Трудно ответить на этот вопрос. Я думаю, что поэзия принадлежит традиции литературы данного языка. Думаю, что вы лучше меня знаете, что такое Бродский в традиции русской литературы.
Я должен вам сказать, что некоторое время назад вышла книга стихов Бродского по-польски с моим предисловием[448]. У нас есть блестящий переводчик — профессор Баранчак. Я завидую Бродскому, потому что его изобретательность в области рифм непревзойденная. Мне очень трудно писать в рифму, а Баранчак переводит Бродского на польский, сохраняя его систему рифм.
Нет, нет.

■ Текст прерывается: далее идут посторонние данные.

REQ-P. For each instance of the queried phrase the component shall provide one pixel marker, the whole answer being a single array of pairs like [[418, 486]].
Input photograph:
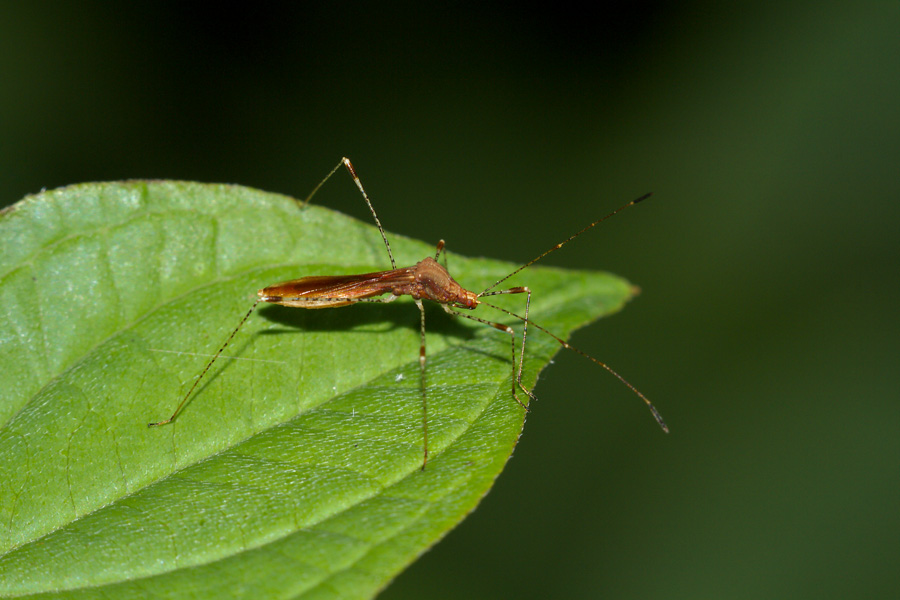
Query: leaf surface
[[294, 470]]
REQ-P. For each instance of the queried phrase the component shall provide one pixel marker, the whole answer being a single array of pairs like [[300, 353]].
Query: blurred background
[[767, 330]]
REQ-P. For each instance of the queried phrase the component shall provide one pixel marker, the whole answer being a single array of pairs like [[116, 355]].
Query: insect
[[426, 280]]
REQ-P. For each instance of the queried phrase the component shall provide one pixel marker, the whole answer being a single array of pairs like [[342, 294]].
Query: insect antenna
[[565, 241]]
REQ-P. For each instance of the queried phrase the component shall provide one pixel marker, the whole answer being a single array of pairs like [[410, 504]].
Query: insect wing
[[328, 291]]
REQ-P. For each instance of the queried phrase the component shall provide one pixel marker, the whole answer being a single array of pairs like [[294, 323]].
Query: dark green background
[[767, 331]]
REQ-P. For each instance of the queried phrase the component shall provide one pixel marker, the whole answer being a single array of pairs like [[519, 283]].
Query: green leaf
[[294, 471]]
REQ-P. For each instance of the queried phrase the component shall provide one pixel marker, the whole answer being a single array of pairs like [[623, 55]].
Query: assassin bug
[[426, 280]]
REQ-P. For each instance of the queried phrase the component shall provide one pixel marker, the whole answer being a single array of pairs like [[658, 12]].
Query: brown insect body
[[426, 280]]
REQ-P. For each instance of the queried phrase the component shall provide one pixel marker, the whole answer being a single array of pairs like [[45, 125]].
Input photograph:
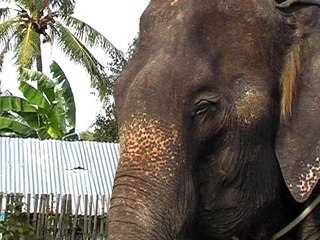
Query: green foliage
[[47, 111], [14, 225], [105, 127], [28, 24]]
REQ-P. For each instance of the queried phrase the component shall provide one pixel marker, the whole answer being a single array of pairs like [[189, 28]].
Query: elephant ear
[[298, 137]]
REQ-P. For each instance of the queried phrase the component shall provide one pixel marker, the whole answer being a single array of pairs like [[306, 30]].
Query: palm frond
[[2, 55], [8, 29], [77, 52], [64, 6], [4, 13], [89, 35], [65, 92], [27, 48]]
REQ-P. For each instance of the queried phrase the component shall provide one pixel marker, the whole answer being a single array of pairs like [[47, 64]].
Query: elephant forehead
[[148, 140], [251, 105]]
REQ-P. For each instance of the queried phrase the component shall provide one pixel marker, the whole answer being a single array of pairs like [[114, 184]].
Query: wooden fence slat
[[61, 223], [35, 210], [28, 198], [1, 198], [68, 216], [85, 229], [61, 218], [90, 216], [95, 219], [102, 220]]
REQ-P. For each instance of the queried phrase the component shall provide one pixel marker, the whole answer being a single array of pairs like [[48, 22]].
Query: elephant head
[[217, 111]]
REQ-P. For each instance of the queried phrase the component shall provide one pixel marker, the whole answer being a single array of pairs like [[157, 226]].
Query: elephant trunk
[[151, 196]]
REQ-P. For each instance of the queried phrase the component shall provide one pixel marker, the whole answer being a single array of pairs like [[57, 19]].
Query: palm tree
[[27, 24]]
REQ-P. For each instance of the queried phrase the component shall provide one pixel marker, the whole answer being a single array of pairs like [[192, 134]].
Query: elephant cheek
[[151, 194]]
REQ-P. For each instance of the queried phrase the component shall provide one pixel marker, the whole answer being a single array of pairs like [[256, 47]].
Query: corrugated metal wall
[[58, 167]]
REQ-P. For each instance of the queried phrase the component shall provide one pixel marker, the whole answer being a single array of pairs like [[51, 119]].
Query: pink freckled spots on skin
[[310, 179], [174, 2], [149, 143]]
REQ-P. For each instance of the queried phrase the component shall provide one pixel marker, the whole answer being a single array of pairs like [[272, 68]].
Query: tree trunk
[[39, 59]]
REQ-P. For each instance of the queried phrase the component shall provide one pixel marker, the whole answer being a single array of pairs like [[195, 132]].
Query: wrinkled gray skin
[[204, 154]]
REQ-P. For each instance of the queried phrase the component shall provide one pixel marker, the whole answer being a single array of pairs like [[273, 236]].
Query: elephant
[[218, 122]]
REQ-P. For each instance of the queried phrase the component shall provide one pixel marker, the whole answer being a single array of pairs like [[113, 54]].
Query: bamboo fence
[[50, 217]]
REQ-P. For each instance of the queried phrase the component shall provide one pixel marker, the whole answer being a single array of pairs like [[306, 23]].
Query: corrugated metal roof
[[59, 167]]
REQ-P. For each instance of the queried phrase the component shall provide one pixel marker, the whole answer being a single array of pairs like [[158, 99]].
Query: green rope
[[297, 220]]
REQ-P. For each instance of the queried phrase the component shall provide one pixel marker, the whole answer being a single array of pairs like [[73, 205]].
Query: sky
[[118, 21]]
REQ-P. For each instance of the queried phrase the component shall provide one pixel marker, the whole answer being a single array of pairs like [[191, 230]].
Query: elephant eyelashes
[[203, 106]]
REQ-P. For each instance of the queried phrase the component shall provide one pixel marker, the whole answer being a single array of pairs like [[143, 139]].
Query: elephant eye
[[203, 106]]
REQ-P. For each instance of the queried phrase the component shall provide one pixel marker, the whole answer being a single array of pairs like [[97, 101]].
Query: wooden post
[[62, 213], [85, 228], [90, 216], [102, 216], [28, 208], [35, 211], [75, 220], [95, 220]]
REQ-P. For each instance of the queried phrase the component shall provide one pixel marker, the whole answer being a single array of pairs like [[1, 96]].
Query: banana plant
[[45, 111]]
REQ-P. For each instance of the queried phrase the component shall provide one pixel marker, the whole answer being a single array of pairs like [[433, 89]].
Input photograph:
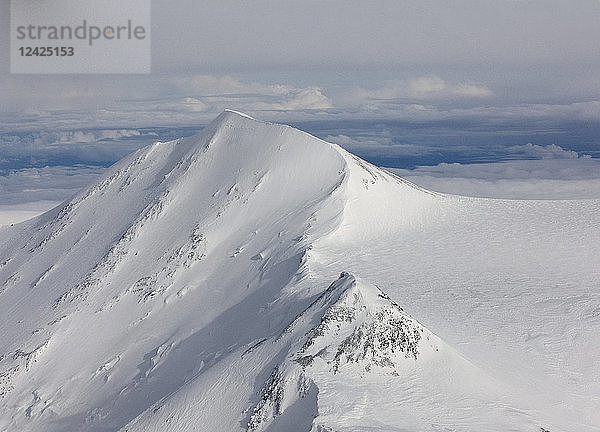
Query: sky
[[447, 77]]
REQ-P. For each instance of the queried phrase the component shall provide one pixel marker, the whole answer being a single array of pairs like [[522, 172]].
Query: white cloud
[[551, 151], [227, 92], [530, 179], [417, 89]]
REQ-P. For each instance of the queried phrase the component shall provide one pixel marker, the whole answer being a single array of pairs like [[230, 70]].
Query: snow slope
[[197, 286]]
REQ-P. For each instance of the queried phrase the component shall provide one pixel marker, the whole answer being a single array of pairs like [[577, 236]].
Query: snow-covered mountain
[[255, 278]]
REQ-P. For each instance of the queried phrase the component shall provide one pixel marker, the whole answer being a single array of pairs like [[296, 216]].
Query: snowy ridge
[[190, 288], [361, 330]]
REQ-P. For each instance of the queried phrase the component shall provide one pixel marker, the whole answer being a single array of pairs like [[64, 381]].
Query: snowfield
[[255, 278]]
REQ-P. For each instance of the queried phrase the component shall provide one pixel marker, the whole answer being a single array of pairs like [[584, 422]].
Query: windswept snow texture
[[197, 286]]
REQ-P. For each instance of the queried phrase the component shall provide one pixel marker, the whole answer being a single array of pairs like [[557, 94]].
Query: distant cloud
[[417, 89], [531, 179], [551, 151], [51, 184], [218, 93]]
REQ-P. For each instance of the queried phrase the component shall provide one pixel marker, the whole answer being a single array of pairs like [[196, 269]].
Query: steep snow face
[[190, 289], [186, 240]]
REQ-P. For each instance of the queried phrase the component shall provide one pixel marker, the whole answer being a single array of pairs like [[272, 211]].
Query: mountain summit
[[197, 286]]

Это просто удивительно. И эта книга Бродского на польском языке очень странная, потому что она расходится с традицией польской поэзии. Нечто аналогичное произошло и с моим "Поэтическим трактатом", я говорил об этом с Горбаневской, в русском переводе он не совпадает с русской поэтической традицией.
Я думаю, что Бродский делает это успешнее многих западных поэтов. Я сам очень старался двигаться против распространенных течений в современной западной поэзии. И в этом смысле мою поэзию нельзя назвать западной, она скорее ей противостоит. И здесь мы с Бродским соратники.
Да. Западная поэзия двигается к субъективизму, чреватому серьезными последствиями. В русской традиции, конечно, есть традиция автобиографической поэзии, это старая традиция. И у Бродского много автобиографических стихов, но он стремится к объективности, возьмите все его описания городов, исторических ситуаций, например, в "Колыбельной Трескового Мыса" [4:97-110/11:355-65] весьма ощутимо его усилие объективации двух империй. И это сделано в противовес основным западным тенденциям.
Может быть, может быть. Это очень русская черта.
Нет, с этим положением я не согласен. Я не приписываю поэзии такой важной функции, какую ей приписывает Бродский.